Question

If 25 new born babies are randomly selected, what is the probability that the 25 babies are born that their mean weigh less than 3100g?

Answer 1

Answer:

Step-by-step explanation:

Given that

n = 25

mean = 3100

standard deviation = 500

$\bar x = \frac{500}{\sqrt{25} }$

= 500 / 5

= 100

N ( μ = 3500, (500)² / 25)

N = (3500,(100)² )

b) P ( x < 3100)

c) Z score

$z = \frac{x - u _{\bar x}}{\sigma \_ {\bar x}}$

$u_{\bar x}= 3500$

$\sigma _{\bar x}= 100$

$z = \frac{3100-3500}{100} \\\\= -4$

d)

probability=

P ( x < 3100) = P < -4 = 0

Answer 2

Answer:

a) The parameters for the sampling distribution include

Mean = μₓ = 3500 g

Standard deviation = σₓ = 100 g

Required probability = P(x < 3100)

b) The image of the probability density curve is presented in the attached image.

c) The z-score for 3100 g in the sampling distribution = -4.00

d) The probability that the 25 babies that are born that their mean weigh less than 3100 g = 0.00003

Step-by-step explanation:

Complete Question

Suppose we know the birth weights of babies is normally distributed, with mean of 3500 g and standard deviation 500g.
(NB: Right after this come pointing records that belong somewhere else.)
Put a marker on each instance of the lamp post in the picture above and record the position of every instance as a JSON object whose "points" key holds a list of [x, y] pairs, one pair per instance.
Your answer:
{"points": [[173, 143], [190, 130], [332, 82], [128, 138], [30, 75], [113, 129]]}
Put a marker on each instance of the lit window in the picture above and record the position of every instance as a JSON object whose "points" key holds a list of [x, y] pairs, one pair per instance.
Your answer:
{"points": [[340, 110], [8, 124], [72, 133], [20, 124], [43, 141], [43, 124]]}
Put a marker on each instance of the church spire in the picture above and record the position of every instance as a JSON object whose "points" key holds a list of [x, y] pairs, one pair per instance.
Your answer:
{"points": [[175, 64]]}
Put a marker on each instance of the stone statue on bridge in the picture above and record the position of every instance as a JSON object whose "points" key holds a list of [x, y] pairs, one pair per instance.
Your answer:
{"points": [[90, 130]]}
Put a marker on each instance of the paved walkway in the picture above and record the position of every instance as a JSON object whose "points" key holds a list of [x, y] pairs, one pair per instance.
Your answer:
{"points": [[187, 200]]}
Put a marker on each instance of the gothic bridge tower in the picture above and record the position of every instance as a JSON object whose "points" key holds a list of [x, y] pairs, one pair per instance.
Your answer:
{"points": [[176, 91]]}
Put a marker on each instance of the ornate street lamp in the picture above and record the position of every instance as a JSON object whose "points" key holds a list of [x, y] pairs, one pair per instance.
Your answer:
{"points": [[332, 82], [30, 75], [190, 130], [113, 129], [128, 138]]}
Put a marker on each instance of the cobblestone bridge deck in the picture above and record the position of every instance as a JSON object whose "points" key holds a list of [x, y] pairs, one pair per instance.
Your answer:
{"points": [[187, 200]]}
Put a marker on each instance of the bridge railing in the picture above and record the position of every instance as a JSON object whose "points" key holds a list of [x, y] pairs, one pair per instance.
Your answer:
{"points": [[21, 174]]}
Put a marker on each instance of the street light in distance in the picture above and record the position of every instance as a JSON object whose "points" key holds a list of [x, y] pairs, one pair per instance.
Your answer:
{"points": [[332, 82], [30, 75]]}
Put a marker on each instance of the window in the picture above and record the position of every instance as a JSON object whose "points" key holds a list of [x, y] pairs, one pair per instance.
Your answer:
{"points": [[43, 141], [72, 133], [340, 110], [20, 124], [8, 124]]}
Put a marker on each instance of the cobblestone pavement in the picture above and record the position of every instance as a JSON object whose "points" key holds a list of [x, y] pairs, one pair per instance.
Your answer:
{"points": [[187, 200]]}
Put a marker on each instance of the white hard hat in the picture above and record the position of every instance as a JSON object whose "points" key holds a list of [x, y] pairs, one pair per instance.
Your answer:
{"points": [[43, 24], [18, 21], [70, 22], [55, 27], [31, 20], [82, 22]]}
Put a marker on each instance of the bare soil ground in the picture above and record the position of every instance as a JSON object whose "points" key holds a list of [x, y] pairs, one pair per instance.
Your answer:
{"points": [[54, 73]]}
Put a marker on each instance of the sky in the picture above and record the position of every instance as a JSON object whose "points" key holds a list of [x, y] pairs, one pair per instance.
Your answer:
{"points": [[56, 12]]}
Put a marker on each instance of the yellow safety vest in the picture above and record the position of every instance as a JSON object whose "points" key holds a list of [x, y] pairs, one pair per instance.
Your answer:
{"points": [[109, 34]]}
If 25 new born babies are randomly selected, what is the probability that the 25 babies are born that their mean weigh less than 3100g?

a) What are the parameters?

b) Draw a probability density curve for the problem.

c) What is the z-score of the weight?

d) What is the required probability?

Solution

The Central limit theorem explains that for a random sample of adequate size obtained from a normal distribution with independent variables, the mean of the sampling distribution is approximately equal to the population mean and the sampling distribution is approximately of the nature of the population distribution (normal) with the standard deviation of the sampling distribution given as

Standard deviation of the sampling distribution = [(Population Standard deviation)/√n]

σₓ = (σ/√n)

Mean of Sampling distribution = Population mean

μₓ = μ = 3500 g

σₓ = (σ/√n) = (500/√25) = 100 g

a) The parameters for the sampling distribution include

Mean = μₓ = 3500 g

Standard deviation = σₓ = 100 g

Required probability = P(x < 3100)

b) The image of the probability density curve is presented in the attached image.

c and d) To obtain the required probability, we need the z-score for 3100 g, so we standardize 3100g

The standardized score for any value is the value minus the mean then divided by the standard deviation.

z = (x - μ)/σ = (3100 - 3500)/100 = - 4.00

To determine the required probability 45mg/L, P(x < 3100) = P(z < -4.00)

We'll use data from the normal probability table for these probabilities

P(x < 3100) = P(z < -4.00) = 0.00003

Hence, the probability that the 25 babies that are born that their mean weigh less than 3100 g = 0.00003

Hope this Helps!!!!